Title: t0txt
Date: 2022-05-15
Category: Projects
Summary: Minimal command line pastebin. Allows you to upload text notes from a bash pipe or web browser.
Short: t

[t0txt](https://txt.t0.vc) is a minimalist pastebin. You can upload text notes from the command line by using a bash alias or by submitting text through the web form.

You can find the [source code](https://github.com/tannercollin/t0txt) on Github.

The pastes you upload take the form of [txt.t0.vc/IMLV](https://txt.t0.vc/IMLV), where they are identified by four unique capital letters. This makes it easy to memorize the URL while moving it between devices.

I wrote t0txt in July 2019 and plan to continue hosting it indefinitely. I use it quite often for sysadmin and automation work, so I'm committed to keeping it alive. Here's an example use case:

```
$ echo "hello world!" | txt
https://txt.t0.vc/IMLV

$ curl https://txt.t0.vc/IMLV
hello world!
```

## Spam Issue
After running t0txt for a while, I noticed there were a large number of pastes only containing random links. The service was being hit by backlink spam bots who try to submit any web form they find hoping they can spread links around.
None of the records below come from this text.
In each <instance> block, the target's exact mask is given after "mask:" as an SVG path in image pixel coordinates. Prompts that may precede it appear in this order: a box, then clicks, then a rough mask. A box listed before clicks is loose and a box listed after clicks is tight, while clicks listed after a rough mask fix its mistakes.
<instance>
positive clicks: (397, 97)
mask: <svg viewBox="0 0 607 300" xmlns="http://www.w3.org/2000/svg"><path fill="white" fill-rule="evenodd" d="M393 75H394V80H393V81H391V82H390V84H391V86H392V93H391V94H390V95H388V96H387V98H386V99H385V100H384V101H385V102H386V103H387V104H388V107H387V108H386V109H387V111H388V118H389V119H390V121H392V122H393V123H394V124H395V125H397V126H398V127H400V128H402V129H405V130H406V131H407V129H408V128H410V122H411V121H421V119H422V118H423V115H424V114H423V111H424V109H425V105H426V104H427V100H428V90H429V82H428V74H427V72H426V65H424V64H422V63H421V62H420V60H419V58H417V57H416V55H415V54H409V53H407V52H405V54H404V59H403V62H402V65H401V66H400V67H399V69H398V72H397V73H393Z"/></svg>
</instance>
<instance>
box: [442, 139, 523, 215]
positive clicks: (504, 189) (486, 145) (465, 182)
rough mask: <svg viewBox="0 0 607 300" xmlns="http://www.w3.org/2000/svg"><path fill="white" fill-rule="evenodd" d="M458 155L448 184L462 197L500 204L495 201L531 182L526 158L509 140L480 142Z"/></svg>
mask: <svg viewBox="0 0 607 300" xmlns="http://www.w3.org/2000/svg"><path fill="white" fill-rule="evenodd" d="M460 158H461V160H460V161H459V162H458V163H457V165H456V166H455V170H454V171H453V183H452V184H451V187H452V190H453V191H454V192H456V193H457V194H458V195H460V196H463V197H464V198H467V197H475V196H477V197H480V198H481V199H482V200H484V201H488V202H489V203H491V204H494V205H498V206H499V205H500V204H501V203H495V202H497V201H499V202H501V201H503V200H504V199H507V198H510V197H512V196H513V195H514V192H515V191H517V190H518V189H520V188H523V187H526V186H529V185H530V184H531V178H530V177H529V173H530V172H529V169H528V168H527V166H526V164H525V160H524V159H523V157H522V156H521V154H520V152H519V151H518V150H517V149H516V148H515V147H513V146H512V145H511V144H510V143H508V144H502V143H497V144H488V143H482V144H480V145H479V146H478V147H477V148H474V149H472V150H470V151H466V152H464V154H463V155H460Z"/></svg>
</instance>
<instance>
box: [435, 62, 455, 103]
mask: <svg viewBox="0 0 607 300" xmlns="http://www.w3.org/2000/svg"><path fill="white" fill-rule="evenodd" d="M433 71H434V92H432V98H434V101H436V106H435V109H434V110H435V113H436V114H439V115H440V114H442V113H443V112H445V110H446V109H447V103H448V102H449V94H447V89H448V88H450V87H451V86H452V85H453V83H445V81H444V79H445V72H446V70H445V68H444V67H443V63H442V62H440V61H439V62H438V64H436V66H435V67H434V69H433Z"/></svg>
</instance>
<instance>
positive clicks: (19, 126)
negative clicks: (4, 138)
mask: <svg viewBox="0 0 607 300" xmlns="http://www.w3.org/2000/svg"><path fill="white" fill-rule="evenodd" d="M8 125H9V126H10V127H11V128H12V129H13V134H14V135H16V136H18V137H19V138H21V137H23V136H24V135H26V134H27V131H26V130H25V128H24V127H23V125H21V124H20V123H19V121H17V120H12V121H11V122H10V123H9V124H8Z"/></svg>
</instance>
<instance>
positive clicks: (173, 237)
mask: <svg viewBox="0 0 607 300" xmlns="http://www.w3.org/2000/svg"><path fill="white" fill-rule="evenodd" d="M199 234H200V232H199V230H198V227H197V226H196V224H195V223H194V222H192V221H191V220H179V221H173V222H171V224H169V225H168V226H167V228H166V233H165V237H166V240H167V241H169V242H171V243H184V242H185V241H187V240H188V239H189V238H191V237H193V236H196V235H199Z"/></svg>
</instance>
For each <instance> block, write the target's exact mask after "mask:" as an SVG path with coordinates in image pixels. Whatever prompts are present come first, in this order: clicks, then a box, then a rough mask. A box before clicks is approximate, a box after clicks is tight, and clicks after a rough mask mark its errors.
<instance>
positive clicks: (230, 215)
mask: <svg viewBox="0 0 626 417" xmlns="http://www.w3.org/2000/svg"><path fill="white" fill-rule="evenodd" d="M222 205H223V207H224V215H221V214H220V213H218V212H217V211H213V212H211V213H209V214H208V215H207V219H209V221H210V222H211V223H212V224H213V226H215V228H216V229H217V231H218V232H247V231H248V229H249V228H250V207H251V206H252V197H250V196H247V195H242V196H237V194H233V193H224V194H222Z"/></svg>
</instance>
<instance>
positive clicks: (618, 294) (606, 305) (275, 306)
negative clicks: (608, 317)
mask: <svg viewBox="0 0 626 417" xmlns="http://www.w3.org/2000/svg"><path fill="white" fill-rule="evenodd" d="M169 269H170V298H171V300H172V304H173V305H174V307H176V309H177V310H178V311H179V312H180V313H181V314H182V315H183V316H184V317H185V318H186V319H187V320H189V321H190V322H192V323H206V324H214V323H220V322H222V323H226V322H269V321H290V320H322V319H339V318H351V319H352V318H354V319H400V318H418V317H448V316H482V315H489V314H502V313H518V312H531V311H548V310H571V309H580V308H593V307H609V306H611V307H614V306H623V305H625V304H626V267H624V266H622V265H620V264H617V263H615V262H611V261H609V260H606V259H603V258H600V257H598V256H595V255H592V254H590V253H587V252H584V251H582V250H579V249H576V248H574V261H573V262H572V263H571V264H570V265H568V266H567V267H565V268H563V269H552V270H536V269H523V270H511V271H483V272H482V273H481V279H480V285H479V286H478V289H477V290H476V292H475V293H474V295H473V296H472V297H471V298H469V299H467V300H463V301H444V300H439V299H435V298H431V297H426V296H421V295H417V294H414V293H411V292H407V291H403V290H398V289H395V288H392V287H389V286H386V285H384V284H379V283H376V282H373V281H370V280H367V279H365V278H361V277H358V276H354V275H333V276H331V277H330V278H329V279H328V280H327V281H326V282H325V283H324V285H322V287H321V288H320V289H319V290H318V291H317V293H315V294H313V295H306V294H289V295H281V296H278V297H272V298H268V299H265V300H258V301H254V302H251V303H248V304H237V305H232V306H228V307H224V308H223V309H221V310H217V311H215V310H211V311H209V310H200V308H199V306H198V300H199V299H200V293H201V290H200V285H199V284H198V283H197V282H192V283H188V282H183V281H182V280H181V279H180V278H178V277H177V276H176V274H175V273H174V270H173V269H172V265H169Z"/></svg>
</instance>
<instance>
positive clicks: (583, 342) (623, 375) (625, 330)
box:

They do this to try and improve the search ranking of their client's websites. I added a simple CAPTCHA with the question "Who owns this site?" that checks for a substring of "tanner". This seems to have eliminated most spam. 

I found a lot of txt.t0.vc links around the internet with pastes containing all sorts of spam. Cheap pharmaceuticals, blogs, online casinos, porn, and surprisingly lots of essay writing services. I wanted to clean these up because I didn't want the URL to be tarnished. I wrote a simple [script](https://github.com/tannercollin/t0txt/blob/master/misc/clean.py) that deletes pastes based on spam-words. It deleted 22,500 pastes out of the total 33,000 in the database.

The spam cleaning script iterates over all pastes. If the paste contains a word from the whitelist, it continues because it's probably related to one of my projects. If it contains a banned word from a list, it's marked for deletion. If it contains at least two words commonly associated with spam, it's also marked for deletion. A large percentage of the spam was in different languages I can't read, so I randomly chose words hoping to not get many false positives. Finally it counts the number of occurrences of "http" and compares it to the number of lines. If the count and ratio is above a threshold, it's marked for deletion.

## Don't Advertise your Pastebin
Pastebins are one of those projects not worth advertising. You should keep it within your circle of friends and grow by word-of-mouth and people seeing the links to your pastes. Additional users don't really get you anything except a larger database you have to back up. Advertising it will just bring spam which tarnishes the reputation of your domain and any subdomains on it.

I regret advertising t0txt, but the cat is already out of the bag so it doesn't really matter going forward. It would be interesting to make a pastebin where the paste's domain is different than the submission domain if you want to keep it somewhat hidden.